Appendix H — chapter3.analysis.model

chapter3.analysis.model

Defines a model to manage the reports generated by the machine and deep learning models.

Classes

Name Description
ActivityMetric Enumeration for each metric of interest from the model reports for individual activities. Values: PRECISION, RECALL, F1, SUPPORT.
Filter Class to represent a filter that can be applied to a dataframe of reports
Model Enumeration to represent the ML and DL models. Values: MLP, CNN, LSTM, CNN_LSTM.
ModelMetric Enumeration for each metric of interest from the model reports. Values: ACCURACY, TRAINING_TIME.
Source Enumeration to represent the data sources. Values: SP, SW, FUSED.
TargetFilter Enumeration for each attribute of interest from the model reports. Values: MODEL, SEATED, STANDING_UP, WALKING, TURNING, SITTING_DOWN.

ActivityMetric

chapter3.analysis.model.ActivityMetric()

Enumeration for each metric of interest from the model reports for individual activities. Values: PRECISION, RECALL, F1, SUPPORT.

Filter

chapter3.analysis.model.Filter(self, model, source, target, metric)

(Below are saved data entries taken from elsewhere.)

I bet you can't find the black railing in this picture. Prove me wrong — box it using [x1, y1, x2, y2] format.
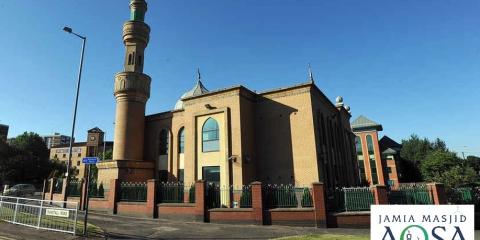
[119, 182, 147, 202]
[67, 180, 81, 197]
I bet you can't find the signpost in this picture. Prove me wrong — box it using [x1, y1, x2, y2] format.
[82, 157, 98, 236]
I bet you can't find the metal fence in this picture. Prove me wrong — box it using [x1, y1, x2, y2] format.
[157, 182, 195, 203]
[67, 180, 82, 197]
[447, 187, 475, 204]
[119, 182, 147, 202]
[206, 184, 253, 208]
[88, 181, 105, 198]
[388, 184, 432, 205]
[263, 185, 313, 209]
[328, 187, 373, 212]
[0, 195, 78, 235]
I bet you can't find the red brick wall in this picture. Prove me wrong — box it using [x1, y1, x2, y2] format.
[327, 212, 370, 228]
[265, 209, 316, 227]
[157, 203, 198, 221]
[209, 209, 254, 224]
[89, 198, 110, 212]
[117, 202, 150, 217]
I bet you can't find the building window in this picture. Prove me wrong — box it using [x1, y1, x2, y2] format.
[54, 154, 58, 159]
[202, 118, 219, 152]
[387, 167, 392, 174]
[62, 154, 66, 158]
[355, 136, 363, 155]
[77, 153, 81, 157]
[366, 135, 378, 185]
[77, 161, 80, 166]
[178, 169, 184, 183]
[178, 127, 185, 153]
[159, 129, 169, 155]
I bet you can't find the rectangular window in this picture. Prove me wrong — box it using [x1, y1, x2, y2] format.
[77, 161, 80, 166]
[387, 167, 392, 174]
[178, 169, 184, 183]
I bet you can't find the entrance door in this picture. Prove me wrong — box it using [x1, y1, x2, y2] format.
[202, 166, 220, 185]
[203, 166, 221, 208]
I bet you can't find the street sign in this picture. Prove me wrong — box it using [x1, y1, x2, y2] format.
[82, 157, 99, 165]
[46, 208, 70, 218]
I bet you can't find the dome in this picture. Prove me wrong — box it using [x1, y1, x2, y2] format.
[174, 80, 209, 110]
[335, 96, 343, 103]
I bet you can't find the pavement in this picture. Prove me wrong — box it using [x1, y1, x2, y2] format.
[0, 211, 369, 240]
[1, 212, 479, 239]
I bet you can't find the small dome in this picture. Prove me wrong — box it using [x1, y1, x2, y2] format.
[174, 80, 209, 110]
[345, 105, 350, 111]
[336, 96, 343, 103]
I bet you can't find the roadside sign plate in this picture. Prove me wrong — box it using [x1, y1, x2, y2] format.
[82, 157, 99, 164]
[46, 208, 70, 218]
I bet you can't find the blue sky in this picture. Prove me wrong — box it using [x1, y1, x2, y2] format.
[0, 0, 479, 156]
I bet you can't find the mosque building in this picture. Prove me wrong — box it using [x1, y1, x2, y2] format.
[97, 0, 360, 191]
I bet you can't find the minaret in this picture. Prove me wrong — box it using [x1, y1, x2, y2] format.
[113, 0, 151, 164]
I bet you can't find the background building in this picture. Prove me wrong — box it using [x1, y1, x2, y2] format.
[352, 115, 402, 187]
[50, 127, 112, 179]
[0, 124, 8, 142]
[43, 133, 71, 149]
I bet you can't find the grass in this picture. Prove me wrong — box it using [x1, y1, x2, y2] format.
[277, 234, 369, 240]
[0, 205, 102, 236]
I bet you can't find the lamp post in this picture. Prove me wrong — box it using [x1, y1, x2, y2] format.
[63, 26, 86, 184]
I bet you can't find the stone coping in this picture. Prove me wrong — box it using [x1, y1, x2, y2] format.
[268, 208, 314, 212]
[90, 197, 108, 201]
[330, 211, 371, 216]
[157, 203, 195, 207]
[117, 201, 147, 205]
[208, 208, 253, 212]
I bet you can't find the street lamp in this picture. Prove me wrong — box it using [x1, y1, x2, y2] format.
[63, 26, 86, 180]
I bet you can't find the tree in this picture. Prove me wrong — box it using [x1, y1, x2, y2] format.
[466, 155, 480, 173]
[399, 134, 450, 182]
[421, 150, 478, 188]
[0, 132, 66, 185]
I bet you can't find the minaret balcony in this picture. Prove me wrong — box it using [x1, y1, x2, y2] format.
[114, 71, 151, 101]
[122, 21, 150, 45]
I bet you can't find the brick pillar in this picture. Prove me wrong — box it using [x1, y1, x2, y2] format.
[194, 180, 206, 222]
[251, 181, 264, 225]
[312, 182, 327, 228]
[427, 183, 447, 205]
[372, 185, 389, 204]
[108, 179, 120, 214]
[146, 179, 157, 218]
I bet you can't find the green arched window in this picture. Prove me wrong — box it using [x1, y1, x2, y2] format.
[366, 135, 378, 184]
[178, 127, 185, 153]
[202, 118, 219, 152]
[355, 136, 367, 183]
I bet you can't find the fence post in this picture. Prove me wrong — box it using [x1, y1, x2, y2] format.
[36, 200, 44, 229]
[372, 185, 389, 204]
[146, 179, 157, 218]
[42, 179, 47, 201]
[79, 178, 86, 210]
[61, 178, 68, 208]
[427, 183, 447, 205]
[194, 180, 206, 222]
[108, 179, 119, 214]
[48, 178, 54, 203]
[251, 181, 264, 225]
[312, 182, 327, 228]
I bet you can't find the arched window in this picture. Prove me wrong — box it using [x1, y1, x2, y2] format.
[355, 136, 363, 155]
[159, 129, 169, 155]
[202, 118, 219, 152]
[128, 54, 132, 65]
[178, 127, 185, 153]
[366, 135, 378, 184]
[355, 136, 367, 183]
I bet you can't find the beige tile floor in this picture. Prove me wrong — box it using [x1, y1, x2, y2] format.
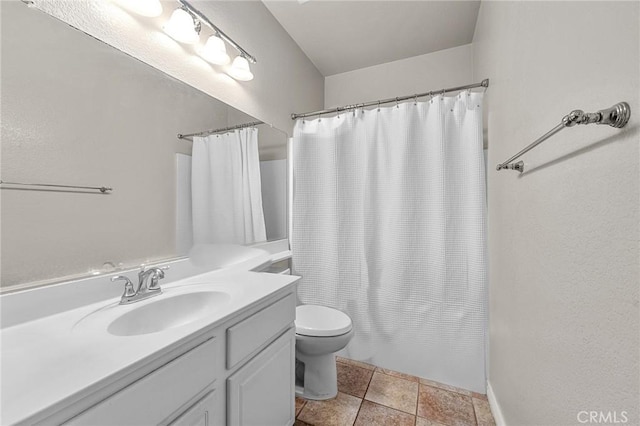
[295, 357, 496, 426]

Class to represent a filter that can be applied to a dataframe of reports

Attributes

Name Type Description
model str Model to look for. One of libs.chapter3.model.Model
source str Source to look for. One of libs.chapter3.model.Source
target str Target to look for. One of libs.chapter3.model.TargetFilter.
metric str Metric to look for. One of libs.chapter3.model.ModelMetric or libs.chapter3.model.ActivityMetric

Methods

Name Description
apply Function to apply the filter to a specified dataframe.
apply

chapter3.analysis.model.Filter.apply(df)

Function to apply the filter to a specified dataframe.

Parameters
Name Type Description Default
df pandas.DataFrame Model reports. required
Returns
Type Description
pandas.DataFrame Filtered model reports.

Model

chapter3.analysis.model.Model()

Enumeration to represent the ML and DL models. Values: MLP, CNN, LSTM, CNN_LSTM.

ModelMetric

chapter3.analysis.model.ModelMetric()

Enumeration for each metric of interest from the model reports. Values: ACCURACY, TRAINING_TIME.

Source

chapter3.analysis.model.Source()

Enumeration to represent the data sources. Values: SP, SW, FUSED.

TargetFilter

chapter3.analysis.model.TargetFilter()

Enumeration for each attribute of interest from the model reports. Values: MODEL, SEATED, STANDING_UP, WALKING, TURNING, SITTING_DOWN.

Functions

Name Description
obtain_best_items Determines the best performant item (model or data source) from a DataFrame of statistical tests comparing groups.

obtain_best_items

chapter3.analysis.model.obtain_best_items(test_results, focus_on, groups)

Determines the best performant item (model or data source) from a DataFrame of statistical tests comparing groups.

Parameters

Name Type Description Default
test_results pandas.DataFrame DataFrame with statistical tests. Generated with libs.chapter3.statistical_tests.statistical_comparison. required
focus_on list[str] Items being compared. List items are one of libs.chapter3.model.Source or libs.chapter3.model.Model. required
groups list[str] Each group where focus_on items are compared. List items are one of libs.chapter3.model.Source or libs.chapter3.model.Model. required

Returns

Type Description
dict Dict containing the best performant item.